The June 9 plea hearing brought the allegations and medical consequences together. Stroud admitted attempted murder, and an assistant prosecutor described the shooting as having occurred at point-blank range. By pleading guilty, Stroud waived the right to a jury trial and the right to require the state to prove each element beyond a reasonable doubt. The judge’s acceptance of the plea converted the allegation into a conviction, although the formal sentence was deferred.
The hearing also preserved the possibility of a later prosecution if the child dies from the injuries. Prosecutors said they could seek a murder charge if a future death is medically and legally attributed to the shooting. Their statement did not announce a new charge or predict that the child would die. Instead, it explained that the guilty plea to attempted murder may not resolve every possible consequence if the underlying facts materially change.
Sentencing will give both sides an opportunity to address punishment. Prosecutors may emphasize the child’s age, the close-range nature of the shooting and the permanent harm. Defense lawyers may present information about Stroud’s background, health, acceptance of responsibility and other mitigating circumstances. The judge may also review a presentence report and any permitted victim-impact material. The sources reviewed do not state who will speak, whether written statements have been filed or whether Stroud will address the court.
The expected 11-to-16½-year range would leave the judge to select the final term within the parameters described at the plea hearing. The court will also determine credit for time Stroud has already served and enter the final judgment. Those details matter because Stroud has remained in custody for an extended period following her hospitalization. No publicly reviewed source provided a calculated release date, and any estimate before the sentencing order would be premature.

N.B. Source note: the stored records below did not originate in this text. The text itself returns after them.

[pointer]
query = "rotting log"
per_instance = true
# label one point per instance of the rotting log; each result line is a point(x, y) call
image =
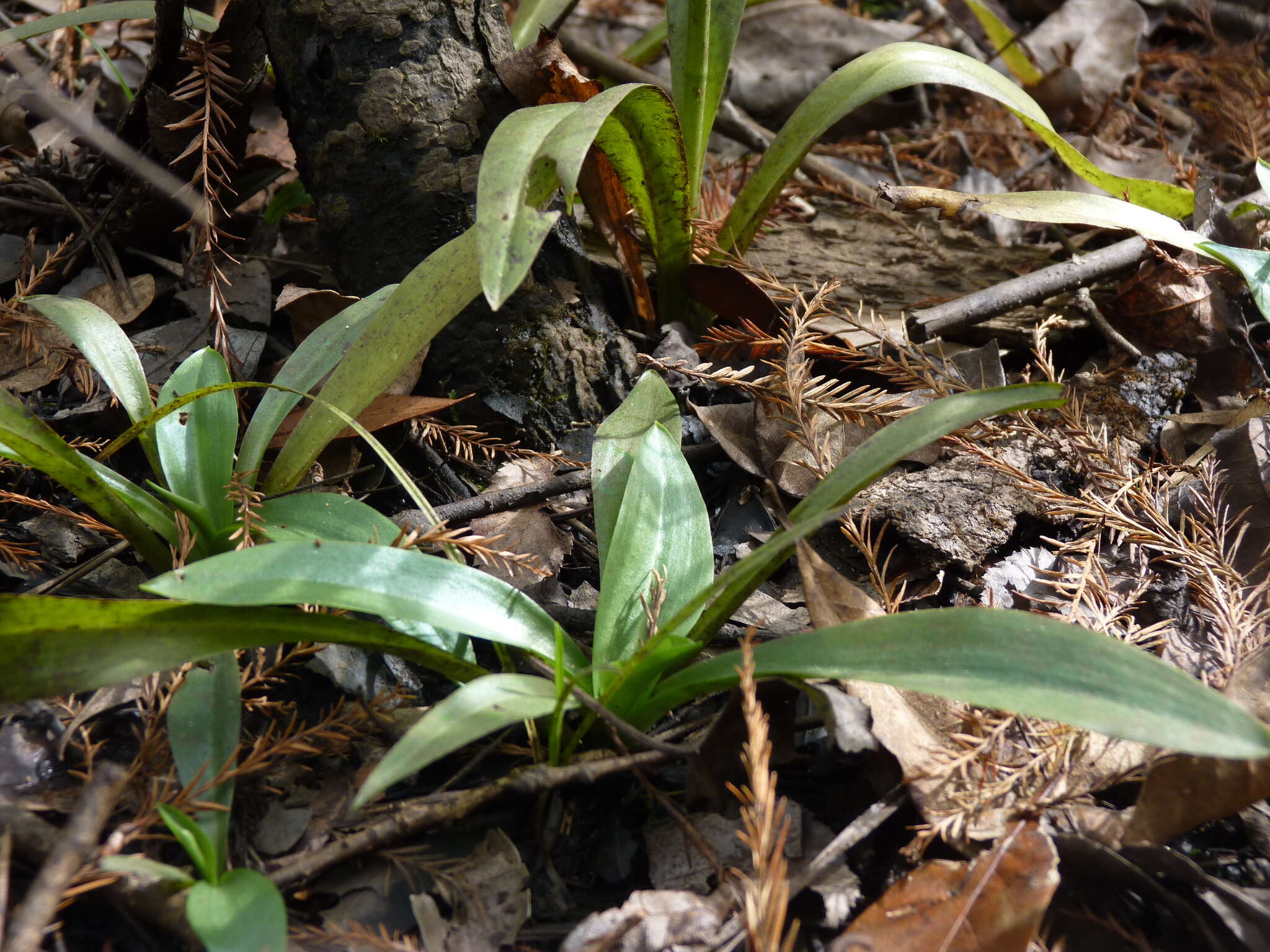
point(389, 104)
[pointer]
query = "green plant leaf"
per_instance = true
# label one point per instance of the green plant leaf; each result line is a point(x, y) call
point(1005, 43)
point(205, 720)
point(242, 913)
point(32, 442)
point(869, 461)
point(145, 867)
point(327, 516)
point(1253, 265)
point(389, 582)
point(193, 839)
point(662, 530)
point(649, 403)
point(890, 68)
point(315, 357)
point(99, 13)
point(424, 304)
point(475, 710)
point(533, 149)
point(703, 35)
point(66, 645)
point(196, 446)
point(516, 177)
point(534, 15)
point(109, 350)
point(1010, 660)
point(1057, 207)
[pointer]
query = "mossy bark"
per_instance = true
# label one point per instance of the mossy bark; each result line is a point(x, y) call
point(390, 103)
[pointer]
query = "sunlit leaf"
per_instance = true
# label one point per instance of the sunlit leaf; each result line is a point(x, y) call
point(703, 35)
point(65, 645)
point(662, 532)
point(894, 66)
point(474, 711)
point(1010, 660)
point(395, 583)
point(99, 13)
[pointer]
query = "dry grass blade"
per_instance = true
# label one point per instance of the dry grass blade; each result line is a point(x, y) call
point(765, 895)
point(208, 84)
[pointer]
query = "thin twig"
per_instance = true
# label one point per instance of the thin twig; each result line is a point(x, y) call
point(78, 842)
point(1086, 306)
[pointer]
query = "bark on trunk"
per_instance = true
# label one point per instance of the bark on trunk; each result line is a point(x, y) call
point(390, 103)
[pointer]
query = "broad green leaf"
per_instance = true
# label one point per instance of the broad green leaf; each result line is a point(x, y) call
point(1055, 207)
point(662, 531)
point(99, 13)
point(475, 710)
point(869, 461)
point(538, 148)
point(66, 645)
point(242, 913)
point(1010, 660)
point(32, 442)
point(703, 35)
point(205, 719)
point(109, 350)
point(145, 867)
point(1253, 265)
point(424, 304)
point(326, 516)
point(649, 46)
point(649, 403)
point(196, 446)
point(315, 357)
point(1005, 43)
point(534, 15)
point(894, 66)
point(193, 839)
point(395, 583)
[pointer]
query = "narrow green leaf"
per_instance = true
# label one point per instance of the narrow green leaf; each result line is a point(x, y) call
point(1253, 265)
point(66, 645)
point(109, 350)
point(662, 531)
point(389, 582)
point(1057, 207)
point(33, 442)
point(205, 720)
point(475, 710)
point(145, 867)
point(193, 839)
point(327, 516)
point(242, 913)
point(515, 179)
point(703, 35)
point(196, 446)
point(1005, 43)
point(534, 15)
point(649, 403)
point(533, 149)
point(315, 357)
point(1010, 660)
point(424, 304)
point(825, 503)
point(99, 13)
point(894, 66)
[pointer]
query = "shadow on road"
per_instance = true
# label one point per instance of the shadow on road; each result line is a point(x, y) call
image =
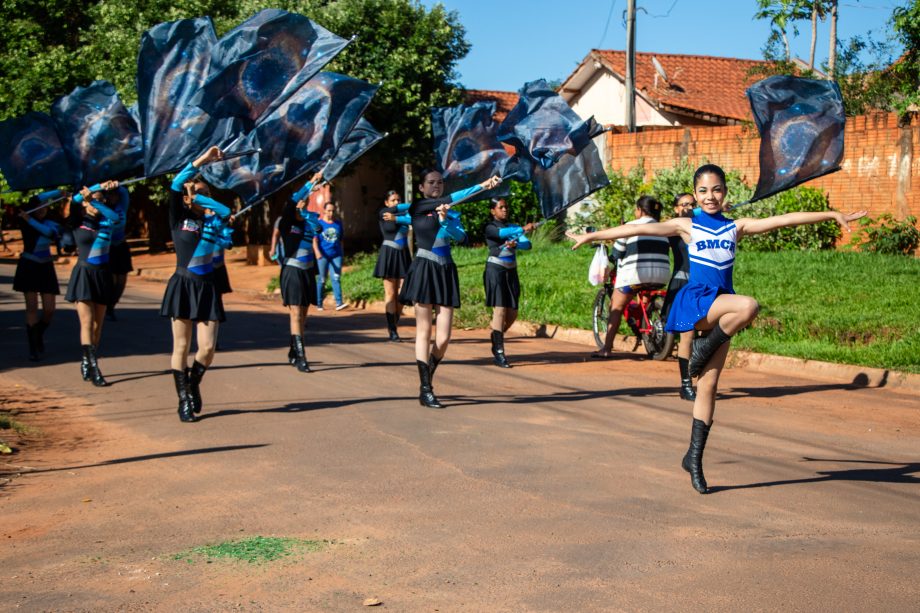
point(139, 458)
point(899, 472)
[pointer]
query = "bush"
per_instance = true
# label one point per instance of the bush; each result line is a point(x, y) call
point(812, 237)
point(887, 235)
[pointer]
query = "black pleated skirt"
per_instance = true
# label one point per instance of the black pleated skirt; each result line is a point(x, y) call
point(34, 276)
point(503, 288)
point(192, 297)
point(429, 282)
point(392, 263)
point(120, 259)
point(298, 286)
point(222, 280)
point(89, 283)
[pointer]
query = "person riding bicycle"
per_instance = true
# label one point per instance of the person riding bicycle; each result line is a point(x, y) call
point(642, 262)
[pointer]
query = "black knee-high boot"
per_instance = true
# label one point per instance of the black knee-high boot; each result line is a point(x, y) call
point(300, 355)
point(32, 334)
point(186, 407)
point(433, 364)
point(426, 395)
point(84, 363)
point(391, 327)
point(498, 349)
point(94, 374)
point(693, 459)
point(704, 348)
point(195, 374)
point(40, 328)
point(686, 382)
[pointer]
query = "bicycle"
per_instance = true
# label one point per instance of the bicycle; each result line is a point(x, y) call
point(642, 315)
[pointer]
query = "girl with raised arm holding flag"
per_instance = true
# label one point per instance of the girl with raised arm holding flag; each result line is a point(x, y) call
point(708, 301)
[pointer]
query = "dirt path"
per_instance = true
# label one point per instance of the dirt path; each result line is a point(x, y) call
point(553, 486)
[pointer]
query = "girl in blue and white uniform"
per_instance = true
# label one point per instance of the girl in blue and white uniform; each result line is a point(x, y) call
point(708, 301)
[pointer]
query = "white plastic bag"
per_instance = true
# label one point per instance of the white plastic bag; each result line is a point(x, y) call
point(597, 273)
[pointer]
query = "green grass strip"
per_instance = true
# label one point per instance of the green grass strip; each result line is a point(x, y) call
point(255, 550)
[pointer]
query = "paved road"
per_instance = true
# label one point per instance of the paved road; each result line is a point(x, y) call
point(554, 486)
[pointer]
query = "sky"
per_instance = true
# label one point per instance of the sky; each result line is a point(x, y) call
point(515, 41)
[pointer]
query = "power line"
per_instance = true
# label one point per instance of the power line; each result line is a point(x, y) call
point(607, 24)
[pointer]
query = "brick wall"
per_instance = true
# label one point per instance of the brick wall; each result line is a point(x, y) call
point(880, 159)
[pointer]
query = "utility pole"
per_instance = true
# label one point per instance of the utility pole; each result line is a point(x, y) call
point(631, 65)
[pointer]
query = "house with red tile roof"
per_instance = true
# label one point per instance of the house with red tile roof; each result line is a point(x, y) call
point(671, 89)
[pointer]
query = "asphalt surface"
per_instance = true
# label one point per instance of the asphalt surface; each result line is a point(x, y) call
point(553, 486)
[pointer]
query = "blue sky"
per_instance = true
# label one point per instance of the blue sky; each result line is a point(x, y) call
point(515, 41)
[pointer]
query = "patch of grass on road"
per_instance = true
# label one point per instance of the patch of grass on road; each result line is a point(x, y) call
point(255, 550)
point(851, 308)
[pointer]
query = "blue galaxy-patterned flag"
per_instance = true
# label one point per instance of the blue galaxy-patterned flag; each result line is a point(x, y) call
point(172, 66)
point(543, 128)
point(570, 179)
point(358, 142)
point(298, 137)
point(31, 153)
point(100, 137)
point(257, 65)
point(466, 147)
point(801, 125)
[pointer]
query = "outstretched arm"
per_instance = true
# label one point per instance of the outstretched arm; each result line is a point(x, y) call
point(678, 226)
point(748, 226)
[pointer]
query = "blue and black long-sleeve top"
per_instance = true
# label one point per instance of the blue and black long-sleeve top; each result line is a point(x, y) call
point(39, 235)
point(433, 236)
point(195, 240)
point(395, 233)
point(92, 233)
point(503, 240)
point(298, 228)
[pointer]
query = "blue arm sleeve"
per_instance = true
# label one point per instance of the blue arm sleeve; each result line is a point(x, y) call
point(49, 195)
point(463, 193)
point(110, 214)
point(184, 175)
point(302, 193)
point(44, 228)
point(212, 205)
point(454, 228)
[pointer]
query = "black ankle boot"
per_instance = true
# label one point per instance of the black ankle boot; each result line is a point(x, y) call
point(686, 383)
point(704, 348)
point(300, 355)
point(95, 375)
point(186, 407)
point(391, 327)
point(426, 395)
point(40, 328)
point(292, 355)
point(195, 374)
point(84, 363)
point(498, 349)
point(32, 333)
point(693, 459)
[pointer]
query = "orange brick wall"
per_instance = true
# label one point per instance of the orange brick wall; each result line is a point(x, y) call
point(880, 159)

The plea creates legal certainty about Stroud’s responsibility for attempted murder, but the broader case remains marked by unanswered questions. The public still does not know the motive, the full medical prognosis for the child or the private circumstances that preceded the violence. Those omissions should not be filled by assumptions about family conflict, drug use or mental illness. The facts established in court are serious enough without unsupported explanation.
As of July 13, Stroud remained in custody and her sentencing was still scheduled for July 23. The hearing is expected to close the current prosecution by imposing punishment, though prosecutors’ warning about a possible future charge means the legal consequences could change if the boy’s medical condition leads to his death. Until then, the court’s immediate task is to sentence Stroud for the attempted murder she has admitted.
Author note: Last updated July 13, 2026.